Different therapeutic interventions to restore TSP-1 level in Myc-induced tumors.
(A) Hyperactivity of Myc is simulated by increasing its rate of production (baseline rate multiplied by 5), which results in a significant downregulation of TSP-1 protein level. Experimental evidence indicates that Myc expression could be 2–10 times higher in tumor samples compared with control samples [99–102]. (B) The effect of TSP-1 repression by Myc overexpression is less obvious in hypoxia. (C) In the cases of Myc hyperactivity, knockdown of Myc synthesis (protein synthesis rate reduced to 10% of the hyperactive value) leads to a more notable increase in TSP-1 protein abundance in normoxia compared to hypoxia. (D) Hyperactive Myc engages both the direct transcriptional and posttranscriptional pathways (miRs) to repress TSP-1 protein expression. (E) Simulating the application of a Myc inhibitor at different doses under the condition of Myc hyperactivity. (F) Simulating the application of a miR-18a antagonist at different doses under the condition of Myc hyperactivity. Simulation results suggest that miR antagonists reach a maximum efficacy at around 40 nM. (G) Direct transcriptional stimulation by different doses of TGFβ results in a significant early increase in TSP-1 protein expression under Myc hyperactivity compared to the other two strategies. (A-G) Results are normalized with respect to the normoxic steady-state values calculated with baseline Myc synthesis rate. (E-F) The simulations assume that Myc inhibitors potently bind and sequester cytoplasmic Myc with a Kd of 1 nM, and that miR-18a antagonists bind and sequester miR-18a RISC with a Kd of 1 nM [103].
Fig 8.
Different therapeutic interventions to reduce TSP-1 levels in PAD.
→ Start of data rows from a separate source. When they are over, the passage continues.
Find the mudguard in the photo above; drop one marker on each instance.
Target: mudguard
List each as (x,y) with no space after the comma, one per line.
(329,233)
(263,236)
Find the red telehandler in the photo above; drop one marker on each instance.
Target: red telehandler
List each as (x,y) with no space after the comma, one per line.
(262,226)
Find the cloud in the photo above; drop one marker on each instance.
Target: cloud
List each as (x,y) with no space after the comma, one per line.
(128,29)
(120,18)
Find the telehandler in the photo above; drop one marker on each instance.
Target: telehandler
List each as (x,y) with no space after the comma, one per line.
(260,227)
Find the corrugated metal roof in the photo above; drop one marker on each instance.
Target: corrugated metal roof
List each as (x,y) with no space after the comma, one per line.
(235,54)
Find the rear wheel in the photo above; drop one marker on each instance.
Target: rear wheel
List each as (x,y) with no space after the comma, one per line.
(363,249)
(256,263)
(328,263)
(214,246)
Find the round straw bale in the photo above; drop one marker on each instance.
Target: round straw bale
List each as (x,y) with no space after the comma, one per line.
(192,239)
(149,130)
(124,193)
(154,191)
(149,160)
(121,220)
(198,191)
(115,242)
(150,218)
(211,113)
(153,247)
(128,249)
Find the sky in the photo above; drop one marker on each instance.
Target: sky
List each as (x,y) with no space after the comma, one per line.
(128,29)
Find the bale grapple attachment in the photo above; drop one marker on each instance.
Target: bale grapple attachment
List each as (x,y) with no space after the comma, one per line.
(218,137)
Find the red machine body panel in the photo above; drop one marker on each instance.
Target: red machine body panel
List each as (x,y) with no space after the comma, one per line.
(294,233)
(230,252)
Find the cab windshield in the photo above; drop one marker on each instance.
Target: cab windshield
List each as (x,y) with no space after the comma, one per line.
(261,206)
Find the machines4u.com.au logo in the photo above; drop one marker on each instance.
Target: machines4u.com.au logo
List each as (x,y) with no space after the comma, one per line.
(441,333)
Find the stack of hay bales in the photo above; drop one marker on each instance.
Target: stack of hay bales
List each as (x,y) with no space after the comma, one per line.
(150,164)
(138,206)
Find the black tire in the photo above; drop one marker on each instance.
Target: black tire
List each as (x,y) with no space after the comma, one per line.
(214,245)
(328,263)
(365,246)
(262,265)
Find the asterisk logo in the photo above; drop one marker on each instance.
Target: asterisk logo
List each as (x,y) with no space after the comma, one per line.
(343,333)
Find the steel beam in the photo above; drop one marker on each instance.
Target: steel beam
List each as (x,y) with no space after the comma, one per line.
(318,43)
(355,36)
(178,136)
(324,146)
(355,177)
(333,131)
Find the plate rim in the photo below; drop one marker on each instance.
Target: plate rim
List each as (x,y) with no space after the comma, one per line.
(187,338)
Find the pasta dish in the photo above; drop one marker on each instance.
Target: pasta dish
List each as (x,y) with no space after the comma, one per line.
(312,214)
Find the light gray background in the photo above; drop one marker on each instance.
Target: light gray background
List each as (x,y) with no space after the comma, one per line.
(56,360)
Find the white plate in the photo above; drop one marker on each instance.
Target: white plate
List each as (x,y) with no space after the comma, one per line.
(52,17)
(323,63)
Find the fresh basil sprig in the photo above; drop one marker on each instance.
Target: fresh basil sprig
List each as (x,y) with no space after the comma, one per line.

(A) Hypoxia and TGFβ together contribute to a much higher intracellular TSP-1 protein expression in the simulated condition of CLI than the normoxic control condition (with no TGFβ). TSP-1 expression curves in response to different doses of (B) let-7 antagonists, (C) miR-18a mimics, and (D) p53 inhibitors. The effect of let-7 antagonist peaks at around 40 nM. (E) A combination of inhibiting both p53 production and NFAT activities achieve the most significant downregulation of TSP-1 in the simulated condition of CLI. In the simulations, the strength of NFAT inhibitor VIVIT is estimated from literature data to be a 70% decrease in the rate of calcineurin-mediated NFAT dephosphorylation when applied at micromolar doses [111]. (B-E) MiR-18a overexpression is simulated as an increase in the initial condition of precursor miR-18a; let-7 antagonists bind and sequester let-7 RISC with a Kd of 1 nM; small molecule inhibitor of p53 binds and sequesters cytoplasmic p53 with a Kd of 1 nM.
Fig 9.
Global sensitivity analysis of model parameters.
Global sensitivity analysis of parameters that control (A) the area under curve (AUC) of HIF-1 dimer in a span of 48 hours in 2% oxygen, (B) AUC of activated SMAD2-SMAD4 complex in nucleus in a span of 24 hours upon 2.5 ng/ml TGFβ stimulation, (C) AUC of TSP-1 in a span of 24 hours under the condition of normoxia plus Myc hyperactivity and (D) AUC of TSP-1 in a span of 24 hours upon 2.5 ng/ml TGFβ stimulation plus hypoxia (2% oxygen). (A-D) Rate descriptions—kf1: HIF-1α translocation into nucleus; kf2: HIF-1α binds FIH complex; kf4: oxygen binds FIH complex; kf7: HIF-1α binds PHD complex; kf8: oxygen binds PHD complex; kf11: HIF1α-OH-FIH dissociation; kf13: HIF1α-OH-PHD dissociation; kf18: TTP synthesis; kf19: HIF-1α binds HIF-1β; vm1: HIF-1α synthesis; vm2: HIF-2α synthesis; vm3: Myc synthesis; vm5: let-7 synthesis; vm6: MXI-1 synthesis; vm7: miR-18a synthesis; vm9: LIN28B synthesis; vm11: PSAP synthesis; vm13: p53 synthesis; vm18: AGO1 synthesis; vm19: Dicer synthesis; vm20: TSP-1 synthesis; kf66: TGFβR internalization; kf72: TGFβR degradation; kf73: TGFβ binds its receptor; kf74: receptor dimer binds R-SMAD; kf75: R-SMAD phosphorylation; kf76: R-SMAD translocation into nucleus; kf77: phosphorylated R-SMAD (pR-SMAD) binds SMAD4; kf78: pR-SMAD-SMAD4 complex translocation into nucleus; kf79: SMAD4 translocation into nucleus; kf82: pSMAD2-SMAD4 dephosphorylation; kf89: SMAD7 sequesters activated R-SMAD; vm27: TGFβ-mediated calcium influx; vm29: NFAT dephosphorylation; vm32: SMAD7 synthesis; vm34: SMAD4 degradation; vm36: SMAD4 synthesis.